A Halifax bank cashier has escaped being jailed after transferring over £56,000 from an elderly dementia sufferer he had targeted.

Nasir Haider, 30, of Stratford Road, Hall Green made transactions into his own accounts over a three year period to fund his gambling addiction. An investigation found that he had made payments to a gambling company of over £94,000, Birmingham Crown Court heard.

The judge said he had taken into account the effect of a jail sentence would have on his family.

Haider, who had previously admitted theft, was sentenced to two years suspended for two years and ordered to do 250 hours unpaid work. Phillip Beardwell, prosecuting at Birmingham Crown Court, said the pensioner banked at a branch of the Halifax in Acocks Green where Haider worked as a cashier earning just over £15,000 per annum and who had been there since 2011.

The 78-year-old victim suffered from Parkinson’s, arthritis and diabetes which made it difficult for him to get to the bank.

Whilst going through bank statements it was apparent that substantial sums were missing which lead to an investigation.

The investigation uncovered a total of 54 suspicious transactions over a three-year period amounting to £66,300 and that Haider cold be linked to 43 of these through his unique file number.

There was CCTV evidence on October 19, 2017 of the defendant taking £2,200 out of the victim’s account when he was not present at the branch.

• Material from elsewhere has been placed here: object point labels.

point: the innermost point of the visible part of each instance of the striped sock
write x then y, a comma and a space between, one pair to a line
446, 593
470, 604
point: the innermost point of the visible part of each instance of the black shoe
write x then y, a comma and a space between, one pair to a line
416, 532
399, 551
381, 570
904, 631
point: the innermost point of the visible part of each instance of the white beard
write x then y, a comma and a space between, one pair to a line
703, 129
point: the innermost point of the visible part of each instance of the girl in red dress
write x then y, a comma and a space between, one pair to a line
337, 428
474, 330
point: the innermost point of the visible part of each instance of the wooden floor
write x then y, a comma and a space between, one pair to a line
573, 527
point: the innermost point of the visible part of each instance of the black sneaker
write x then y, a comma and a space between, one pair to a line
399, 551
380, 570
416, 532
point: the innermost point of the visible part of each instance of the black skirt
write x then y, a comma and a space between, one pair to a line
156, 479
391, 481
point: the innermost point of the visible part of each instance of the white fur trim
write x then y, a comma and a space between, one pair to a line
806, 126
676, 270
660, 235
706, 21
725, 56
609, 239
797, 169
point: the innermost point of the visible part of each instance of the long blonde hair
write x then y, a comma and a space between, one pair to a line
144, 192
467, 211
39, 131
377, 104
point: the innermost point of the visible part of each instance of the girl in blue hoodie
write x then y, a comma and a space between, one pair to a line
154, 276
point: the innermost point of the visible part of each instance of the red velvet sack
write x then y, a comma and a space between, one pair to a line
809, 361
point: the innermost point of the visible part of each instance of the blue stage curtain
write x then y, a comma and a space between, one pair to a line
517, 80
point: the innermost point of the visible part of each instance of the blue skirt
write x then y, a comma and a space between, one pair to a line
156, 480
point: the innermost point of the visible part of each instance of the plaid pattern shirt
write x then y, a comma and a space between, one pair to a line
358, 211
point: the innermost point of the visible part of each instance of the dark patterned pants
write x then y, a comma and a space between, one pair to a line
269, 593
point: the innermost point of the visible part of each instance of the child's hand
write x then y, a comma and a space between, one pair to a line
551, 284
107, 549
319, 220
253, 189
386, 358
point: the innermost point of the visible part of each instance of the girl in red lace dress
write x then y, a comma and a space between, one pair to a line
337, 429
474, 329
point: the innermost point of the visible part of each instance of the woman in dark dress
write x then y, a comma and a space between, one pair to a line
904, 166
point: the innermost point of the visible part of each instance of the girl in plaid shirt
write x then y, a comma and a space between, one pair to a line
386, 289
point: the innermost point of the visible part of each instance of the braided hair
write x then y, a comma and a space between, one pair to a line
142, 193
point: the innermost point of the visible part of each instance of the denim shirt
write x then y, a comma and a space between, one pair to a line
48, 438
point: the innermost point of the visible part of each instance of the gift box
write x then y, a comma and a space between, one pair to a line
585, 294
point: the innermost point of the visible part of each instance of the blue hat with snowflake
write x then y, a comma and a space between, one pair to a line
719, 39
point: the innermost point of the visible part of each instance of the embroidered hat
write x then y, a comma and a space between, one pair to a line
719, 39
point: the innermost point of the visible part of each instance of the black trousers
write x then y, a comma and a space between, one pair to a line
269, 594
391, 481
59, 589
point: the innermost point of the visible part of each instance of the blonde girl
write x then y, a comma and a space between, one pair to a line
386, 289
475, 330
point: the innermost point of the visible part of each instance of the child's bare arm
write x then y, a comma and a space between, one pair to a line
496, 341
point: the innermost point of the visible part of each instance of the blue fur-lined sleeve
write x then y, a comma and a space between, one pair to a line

Mr Beardwell said investigators discovered that Haider had been transferring the cash to his current and saver accounts by using the deposit machine at the bank. When quizzed Haider denied the offence saying he rated himself “10 out of 10” for competence in his job and claiming that £25,000 had come from an inheritance.

In passing sentence Recorder Martin Jackson said Haider had taken money from the customer which should have been used for his living expenses “for his selfish purposes” and that he had “targeted a vulnerable victim.”

However, he took into account that the defendant had a one year old child, that he was the sole bread winner and that he had raised funds to pay the money back. Babir Adris, defending, said Haider had felt under pressure following the death of his father.

“His escape was not drink or drugs but gambling. He thought that was his way out,” he said.